Mathematics in Action

Plurality with Elimination in the MAS Election

Preference Schedule for the MAS Election
Number of voters 14 10 8 4 1
1st choice A C D B C
2nd choice B B C D D
3rd choice C D B C B
4th choice D A A A A

Recall in Plurality with elimination, in each round we are only concerned with the number of 1st choice votes.

Set Up:
Before we begin, we must first determine what would constitute a majority. There are a total of 14 + 10 + 8 + 4 + 1 = 37 votes. 37/2 = 18.5 This means that to have a majority, a candidate must have 19 or more votes.

Round 1:
A:14, B:4, C:11, D:8
No one has a majority. B has the least amount of 1st choice votes, so B is eliminated. We get a new table as follows:

First, remove all of the B's:

Removing the B's
Number of voters 14 10 8 4 1
A C D C
C D D
C D C
D A A A A

Then, make this into a new table.

Making a B-less preference table
Number of voters 14 10 8 4 1
1st choice A C D D C
2nd choice C D C C D
3rd choice D A A A A

To make this table much nicer, we may combine identical rows
The 2nd and 5th rows are identical, and the 3rd and 4th rows are identical.

We get:

End of Round 1
Number of voters 14 11 12
1st choice A C D
2nd choice C D C
3rd choice D A A

Adding colors:

End of Round 1
Number of voters 14 11 12
1st choice A C D
2nd choice C D C
3rd choice D A A

Round 2:
A:14, C:11, D:12
No one has a majority, so we eliminate C with the least amount of 1st choice votes. We need to remove C from the table and see what happens.

First, we remove C.

Removing C
Number of voters 14 11 12
A D
D
D A A

Now, we make this into an actual preference schedule.

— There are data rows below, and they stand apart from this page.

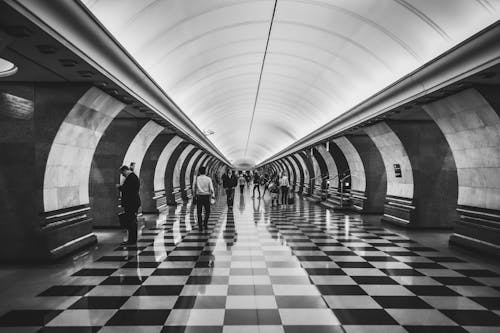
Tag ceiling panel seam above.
[244,0,278,159]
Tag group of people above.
[116,165,290,245]
[222,169,290,207]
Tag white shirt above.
[280,176,290,187]
[193,175,215,195]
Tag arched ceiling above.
[82,0,500,165]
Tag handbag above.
[118,212,128,228]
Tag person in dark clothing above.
[117,165,141,244]
[252,171,260,198]
[222,169,238,207]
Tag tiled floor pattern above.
[0,194,500,333]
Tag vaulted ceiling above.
[82,0,500,165]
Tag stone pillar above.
[283,155,304,193]
[184,150,204,200]
[172,144,196,204]
[423,86,500,255]
[346,135,387,214]
[180,148,202,200]
[365,122,415,226]
[0,83,124,260]
[89,118,147,227]
[293,153,314,195]
[140,134,175,213]
[153,136,185,209]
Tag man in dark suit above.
[222,169,238,207]
[117,165,141,244]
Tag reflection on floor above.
[0,191,500,333]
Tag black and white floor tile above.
[0,189,500,333]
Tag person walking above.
[238,173,247,194]
[116,165,141,245]
[260,173,270,197]
[252,171,260,198]
[222,169,238,207]
[193,166,215,231]
[280,172,290,205]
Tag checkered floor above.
[0,192,500,333]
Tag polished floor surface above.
[0,191,500,333]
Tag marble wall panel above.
[365,122,414,199]
[43,87,125,211]
[172,144,196,188]
[154,136,184,191]
[423,88,500,210]
[123,120,164,177]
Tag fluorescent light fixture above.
[0,58,17,77]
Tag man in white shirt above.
[193,166,215,231]
[280,172,290,205]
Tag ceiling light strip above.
[244,0,278,159]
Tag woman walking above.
[193,166,215,231]
[280,172,290,205]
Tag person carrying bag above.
[193,167,215,231]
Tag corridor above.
[0,189,500,333]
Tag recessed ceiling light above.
[0,58,17,77]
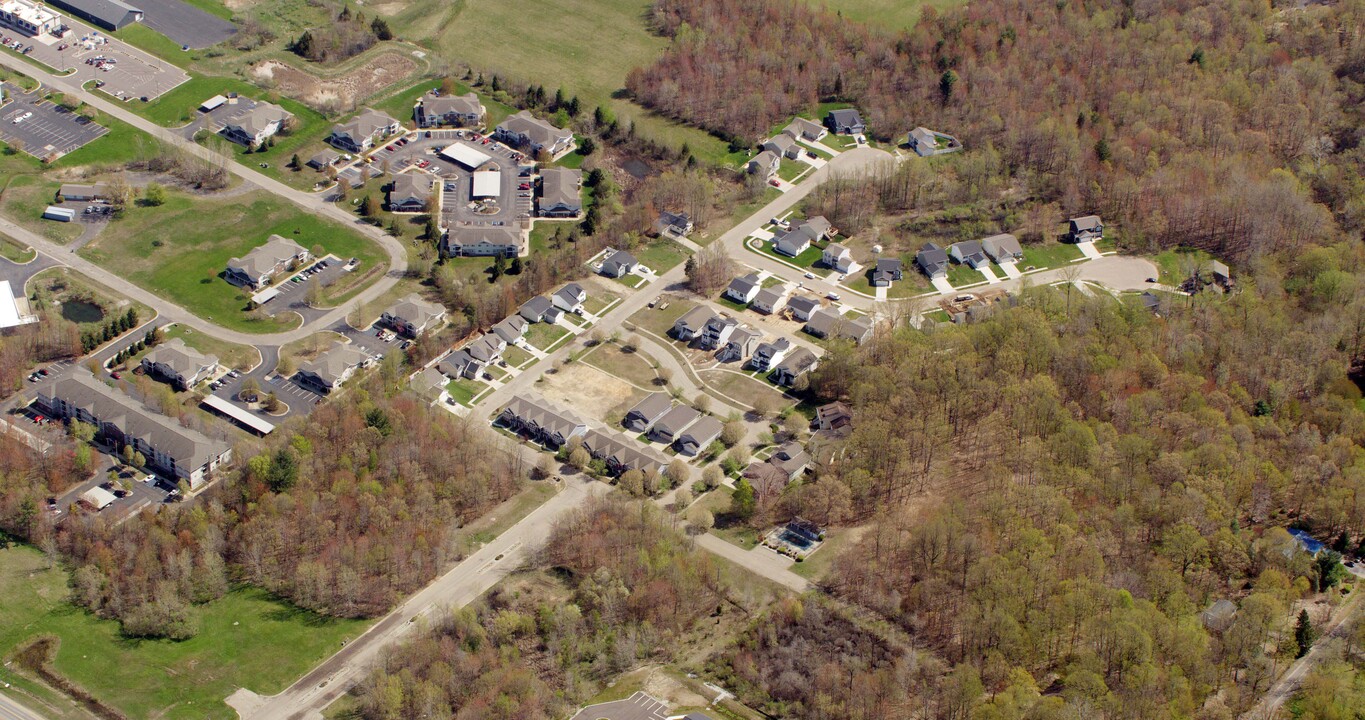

Making a C-less preference table
Number of voters 14 11 12
1st choice A D D
2nd choice D A A

Or Equivalently:

End of Round 2
Number of voters 14 23
1st choice A D
2nd choice D A

With Color:

End of Round 2
Number of voters 14 23
1st choice A D
2nd choice D A

Now A has 14 first choice votes and D has 23 first choice votes. D has a majority, so D is the winner!!!!